Dobree Adams

Dobree Adams was born in Greenville, Mississippi, and raised in Lexington, Kentucky. A graduate of Wellesley College, she left a successful career in the scientific field to raise sheep and begin a second career as a weaver. She is recognized as one of Kentucky’s major contemporary fiber artists, weaves one-of-a-kind rugs and tapestries from her handspun yarns. She spins and dyes the wool from a rare breed of sheep, the Lincoln Longwool, an old British breed renowned for the curl, lustre, strength, and length of its wool.
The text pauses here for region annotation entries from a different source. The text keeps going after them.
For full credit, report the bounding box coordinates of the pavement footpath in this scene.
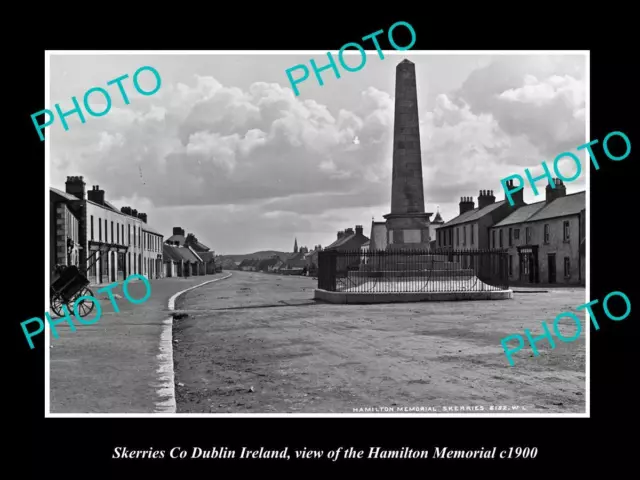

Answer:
[48,272,229,414]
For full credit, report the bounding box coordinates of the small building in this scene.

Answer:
[490,178,586,285]
[365,220,388,252]
[162,243,183,277]
[325,225,369,252]
[429,208,444,250]
[50,176,163,285]
[436,186,525,250]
Through the years she has taken hundreds of photographs, primarily as 35mm color slides, to record the images she has gathered, at home on the farm as well as in her travels. Photography has been a tool for her and this body of work a photo journal. These slides have rarely been used in the design process, but rather to demonstrate the influences behind her woven work. In her slide lectures she has brought together images of her weavings and images of the landscape, but it was not until 2003 that she first exhibited her photographic work. She is now committed to working both in fiber and photography.

Dobree Adams, who has had exhibitions of her weavings in New York and Japan, has work in public and private collections in Japan, England, France, Guatemala, Puerto Rico, and the United States. In Kentucky, her weavings are included in the collections of Brown-Forman Corporation, the University of Kentucky Art Museum, and the Kentucky Department for Libraries and Archives.

She is an Exhibiting Member of the Kentucky Guild of Artists and Craftsmen in spinning, dyeing, weaving, and color digital photography.